Tutto ciò non sarebbe minimamente pensabile se di fronte a un maestro di tali personalità interpretativa e carisma non ci fosse uno strumento del livello della Gustav Mahler Jugendorchester la quale è sì, di fatto, una compagine giovanile, ma non fosse per la debordante presenza di bellezza e gioventù schierata sul palco, nessuno potrebbe sospettarlo.
Un’orchestra che non è solamente prodigiosa (ma prodigiosa davvero!) sul piano tecnico e qualitativo, ma è ancor più guidata da un entusiasmo – e forse da giovanile incoscienza - che la spoglia di ogni prudenza, così da offrirsi al podio con generosità e coraggio da lasciare a bocca aperta. Tali sono la ricchezza di dinamiche (quei pianissimi eterei), gli scarti brucianti, l’articolazione rivelatrice che Jordan disegna, che a tratti si ha davvero l’impressione di assistere a mirabolanti peripezie sul vuoto, senza rete di protezione. Eppure non c’è passaggio che metta in difficoltà questi musicisti e anche i passi più indiavolati (su tutti un Rondo-Burleske vorticoso che si stringe battuta dopo battuta) riescono con un virtuosismo disarmante.
Non di meno, a dispetto delle dimensioni mastodontiche dell’organico, la Gustav Mahler Jugendorchester è capace di raffinatezze cameristiche, di sussurrare, ma anche di scatenarsi in ondate di suono talmente scintillante e compatto da far tremare le pareti della piccola sala del Verdi. Il suono è poi di straordinaria ricchezza, pastoso ma sempre morbido, i timbri hanno calore e densità stupefacenti (cosa sono quell’ingresso dei secondi violini nel primo movimento o l’attacco degli archi nell’Adagio!).
Non bastasse l’estremo capolavoro di Mahler, che già da solo farebbe serata, nel programma del concerto inaugurale della stagione del Teatro Comunale Giuseppe Verdi di Pordenone rientra anche Das Abschied da Das Lied von der Erde, primo capitolo della “trilogia dell’addio al mondo” e perfetto preludio a quanto finora raccontato.

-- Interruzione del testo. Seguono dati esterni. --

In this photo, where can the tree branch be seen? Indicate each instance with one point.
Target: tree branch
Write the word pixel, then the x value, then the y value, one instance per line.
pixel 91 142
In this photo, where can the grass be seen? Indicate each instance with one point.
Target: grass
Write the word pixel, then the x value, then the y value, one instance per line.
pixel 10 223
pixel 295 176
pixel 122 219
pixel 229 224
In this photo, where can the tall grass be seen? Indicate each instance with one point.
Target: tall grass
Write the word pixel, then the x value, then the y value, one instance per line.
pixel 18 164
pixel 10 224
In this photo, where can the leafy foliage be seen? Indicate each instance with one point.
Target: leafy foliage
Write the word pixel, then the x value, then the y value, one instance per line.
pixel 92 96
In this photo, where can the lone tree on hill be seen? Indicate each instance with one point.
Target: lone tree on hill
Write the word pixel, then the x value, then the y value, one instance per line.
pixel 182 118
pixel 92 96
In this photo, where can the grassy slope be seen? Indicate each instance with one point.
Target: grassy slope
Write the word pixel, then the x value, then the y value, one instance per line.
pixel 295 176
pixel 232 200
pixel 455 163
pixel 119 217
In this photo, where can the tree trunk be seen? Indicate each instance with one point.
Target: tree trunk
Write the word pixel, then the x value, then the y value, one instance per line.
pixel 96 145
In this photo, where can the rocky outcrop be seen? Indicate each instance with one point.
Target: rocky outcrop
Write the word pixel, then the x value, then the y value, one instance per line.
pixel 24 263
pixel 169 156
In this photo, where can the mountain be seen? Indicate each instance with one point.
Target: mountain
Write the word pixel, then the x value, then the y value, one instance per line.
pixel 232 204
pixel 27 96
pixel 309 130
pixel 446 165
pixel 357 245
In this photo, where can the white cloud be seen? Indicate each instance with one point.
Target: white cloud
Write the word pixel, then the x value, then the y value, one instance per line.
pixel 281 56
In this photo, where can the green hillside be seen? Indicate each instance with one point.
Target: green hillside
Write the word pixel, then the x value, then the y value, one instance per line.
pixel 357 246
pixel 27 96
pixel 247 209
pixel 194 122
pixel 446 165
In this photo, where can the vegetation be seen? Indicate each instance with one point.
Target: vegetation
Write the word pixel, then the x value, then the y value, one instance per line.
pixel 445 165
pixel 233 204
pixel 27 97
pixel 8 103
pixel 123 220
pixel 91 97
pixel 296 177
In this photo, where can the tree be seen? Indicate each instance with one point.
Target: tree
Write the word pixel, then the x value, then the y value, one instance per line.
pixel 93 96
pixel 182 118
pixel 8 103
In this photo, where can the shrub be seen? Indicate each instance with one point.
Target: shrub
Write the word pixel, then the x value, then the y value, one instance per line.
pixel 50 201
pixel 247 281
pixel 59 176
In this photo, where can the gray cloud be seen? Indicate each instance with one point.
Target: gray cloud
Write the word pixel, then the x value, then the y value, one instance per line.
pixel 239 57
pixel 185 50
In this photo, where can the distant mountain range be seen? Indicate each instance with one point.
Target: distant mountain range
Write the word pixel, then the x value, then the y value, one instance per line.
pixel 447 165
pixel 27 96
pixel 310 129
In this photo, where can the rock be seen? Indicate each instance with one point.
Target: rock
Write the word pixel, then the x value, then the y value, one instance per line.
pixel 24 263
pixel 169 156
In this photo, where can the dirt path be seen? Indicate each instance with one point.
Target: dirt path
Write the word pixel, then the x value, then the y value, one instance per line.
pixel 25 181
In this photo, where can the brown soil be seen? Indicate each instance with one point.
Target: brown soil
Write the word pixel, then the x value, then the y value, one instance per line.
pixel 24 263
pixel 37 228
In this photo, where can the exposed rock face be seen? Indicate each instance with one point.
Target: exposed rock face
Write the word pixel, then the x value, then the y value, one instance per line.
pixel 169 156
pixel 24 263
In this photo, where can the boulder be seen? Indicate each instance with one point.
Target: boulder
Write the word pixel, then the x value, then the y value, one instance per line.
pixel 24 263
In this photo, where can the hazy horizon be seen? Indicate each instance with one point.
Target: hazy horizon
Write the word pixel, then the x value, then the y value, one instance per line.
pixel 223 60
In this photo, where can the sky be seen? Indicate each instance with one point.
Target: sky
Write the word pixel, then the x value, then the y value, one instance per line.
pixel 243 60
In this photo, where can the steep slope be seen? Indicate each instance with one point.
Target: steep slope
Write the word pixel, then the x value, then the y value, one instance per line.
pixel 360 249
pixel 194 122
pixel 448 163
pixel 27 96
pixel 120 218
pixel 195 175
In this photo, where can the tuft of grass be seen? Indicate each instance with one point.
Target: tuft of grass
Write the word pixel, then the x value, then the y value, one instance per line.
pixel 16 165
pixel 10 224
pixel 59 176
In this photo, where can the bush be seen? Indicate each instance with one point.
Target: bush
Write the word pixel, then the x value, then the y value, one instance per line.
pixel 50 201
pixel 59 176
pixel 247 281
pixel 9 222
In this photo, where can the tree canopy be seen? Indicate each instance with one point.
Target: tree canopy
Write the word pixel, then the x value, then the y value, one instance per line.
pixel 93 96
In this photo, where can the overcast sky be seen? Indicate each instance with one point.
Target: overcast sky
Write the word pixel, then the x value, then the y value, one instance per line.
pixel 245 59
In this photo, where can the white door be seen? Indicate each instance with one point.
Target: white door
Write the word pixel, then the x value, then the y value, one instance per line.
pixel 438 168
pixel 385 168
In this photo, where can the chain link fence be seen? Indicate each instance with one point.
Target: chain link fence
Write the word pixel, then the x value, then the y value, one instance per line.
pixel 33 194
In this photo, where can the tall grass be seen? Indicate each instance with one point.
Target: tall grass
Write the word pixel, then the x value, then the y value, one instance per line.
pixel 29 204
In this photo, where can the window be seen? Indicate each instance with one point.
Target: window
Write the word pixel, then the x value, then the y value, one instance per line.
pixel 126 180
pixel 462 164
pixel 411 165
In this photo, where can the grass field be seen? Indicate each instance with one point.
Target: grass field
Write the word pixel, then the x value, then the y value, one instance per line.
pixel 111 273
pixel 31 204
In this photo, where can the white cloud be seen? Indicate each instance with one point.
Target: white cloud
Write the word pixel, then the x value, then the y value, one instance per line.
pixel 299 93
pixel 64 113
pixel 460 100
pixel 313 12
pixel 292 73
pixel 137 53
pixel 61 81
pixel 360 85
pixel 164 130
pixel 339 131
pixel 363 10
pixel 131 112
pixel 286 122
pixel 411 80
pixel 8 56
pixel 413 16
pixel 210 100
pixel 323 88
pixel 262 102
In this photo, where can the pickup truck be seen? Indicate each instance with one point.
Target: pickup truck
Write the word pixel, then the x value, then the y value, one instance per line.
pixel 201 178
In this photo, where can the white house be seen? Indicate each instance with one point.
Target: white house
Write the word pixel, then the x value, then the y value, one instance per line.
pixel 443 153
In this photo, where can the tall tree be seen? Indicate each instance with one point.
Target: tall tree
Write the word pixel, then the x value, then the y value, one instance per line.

Rispetto al fuoco della sinfonia qui c’è un Jordan tutto vapori e trasparenze, capace di tessere un cuscino di velluto per sostenere il meraviglioso artista che è Christian Gerhaher. Il baritono assapora ogni parola, la colora, fino a quegli ewig bisbigliati, sempre più piano. La voce è un miracolo di duttilità, il timbro rimane sempre carezzevole anche nelle aperture più audaci, quasi al limite del parlato, l’emissione a tratti pare rinunciare all’impostazione senza che questo comporti stimbrature o disomogeneità tra i registri.
Quando a fine concerto si spegne nel silenzio quel Re bemolle impalpabile e minuscolo degli archi, il teatro piomba in un silenzio eterno, commosso. Jordan posa la bacchetta e il pubblico esplode.
Trionfo oceanico che si placa solo quando il maestro congeda l’orchestra.